One of the major issues between Moscow and Washington since the Bush administration was the construction of a missile defense system in the back garden of Russia. President Medvedev has voiced his frustration and his opposition to that, but some believe his position was not firm enough. Nevertheless, Khokhlov believes that Russian foreign policy is indeed very logical.
“There were a few pillars of global stability built in the 70s by the Soviet Union and the United States, and Bush’s administration has contributed a lot to removing those pillars,” he said. “Russian foreign policy is very logical. The idea is to continue the cooperation that existed in the Soviet era in building that stability. And in this case, adding extra missile defense in Europe or anywhere else is actually removing those pillars of stability.”
Igor Khokhlov believes that “results and stability” are the two most “highly valued commodities” in Russian political life.
“The Russian economy has been constantly rebuilding under Putin’s rule and then under Medvedev’s rule,” he said.“And Medvedev set very ambitious goals during his presidency: the modernization of Russia and moving Russia ahead, based on the resources Russia has.”
Michael Binyon, a foreign affairs specialist from The Times, told RT that the tandem swap was “inevitable” and “logical”, as he believes that for the last four years Putin has remained a major political force in the country.
“It was quite clear that Mr. Putin was the stronger force, even during the four years when President Medvedev was holding the job,” he said. “I think it makes logical sense to have the person who has all the time been calling the shots to actually be head of state.”
Binyon says that the idea of Vladimir Putin being the next Russian president will not necessarily be welcomed in the West, which finds Medvedev to be a much more convenient international partner.
“I don’t think Mr. Putin will be as accommodating to other Western or any other leaders as Mr. Medvedev was,” he said.“And I think it is going to be more difficult to find him as a member of a kind of international team, a sort of team player.”
Binyon also pointed out the different approaches of Putin and Medvedev towards internal reforms.
“[Putin] has not been so forceful in talking about the need for internal reforms in Russia, particularly such things as changing the laws on transparency and making it easier for businessmen to invest,” he said. “Mr. Medvedev was very outspoken on that. The problem was that he did not actually appear to put much of it into practice.”

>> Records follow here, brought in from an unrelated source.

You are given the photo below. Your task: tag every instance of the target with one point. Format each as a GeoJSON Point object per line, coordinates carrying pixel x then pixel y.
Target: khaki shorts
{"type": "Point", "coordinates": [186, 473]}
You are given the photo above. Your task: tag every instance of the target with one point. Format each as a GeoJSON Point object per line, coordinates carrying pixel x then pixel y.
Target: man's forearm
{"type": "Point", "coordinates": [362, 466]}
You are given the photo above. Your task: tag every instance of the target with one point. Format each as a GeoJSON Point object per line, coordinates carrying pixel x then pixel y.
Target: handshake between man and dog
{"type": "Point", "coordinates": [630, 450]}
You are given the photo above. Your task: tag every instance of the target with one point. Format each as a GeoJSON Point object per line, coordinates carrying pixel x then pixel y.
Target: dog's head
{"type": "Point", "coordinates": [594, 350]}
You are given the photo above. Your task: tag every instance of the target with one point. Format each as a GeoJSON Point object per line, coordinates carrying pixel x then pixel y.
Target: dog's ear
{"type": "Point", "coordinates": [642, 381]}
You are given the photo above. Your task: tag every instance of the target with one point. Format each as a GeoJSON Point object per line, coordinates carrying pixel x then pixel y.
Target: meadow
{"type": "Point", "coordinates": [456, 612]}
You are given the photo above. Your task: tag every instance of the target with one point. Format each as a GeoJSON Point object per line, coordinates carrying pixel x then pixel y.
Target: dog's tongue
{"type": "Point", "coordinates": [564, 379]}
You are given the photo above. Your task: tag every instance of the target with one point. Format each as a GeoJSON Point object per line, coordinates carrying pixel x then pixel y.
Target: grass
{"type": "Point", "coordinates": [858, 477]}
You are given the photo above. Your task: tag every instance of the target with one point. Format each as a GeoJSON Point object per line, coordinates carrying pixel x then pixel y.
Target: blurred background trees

“I think Mr. Medvedev, obviously, if he now continues as a prime minister, will preside over very similar policies to what we have been seeing for the past few years,” he added.
Binyon believes that the objective factors for further modernization are in Russia’s favor, as it has large oil reserves and resources, but he says that the system urgently needs “a shake-up.”
“[The system needs] less state capitalism, more enterprise by entrepreneurs, and overwhelmingly a real sharp attack on corruption,” he said. “And it does need a little bit more foreign investment and foreign expertise. Although Russia has plenty of its own, it needs a broader spectrum of outside interest.”
”It is evident that Russia needs innovation. Russia needs modernization,” he said. “We need to move away from an energy economy to a knowledge-based economy. We need to pay much more attention to small business. We need to reform and to modernize our financial system, so there are ways in which we can protect ourselves against the downturns of global markets and I hope that this is something that the new president and the new prime minister will concentrate on.”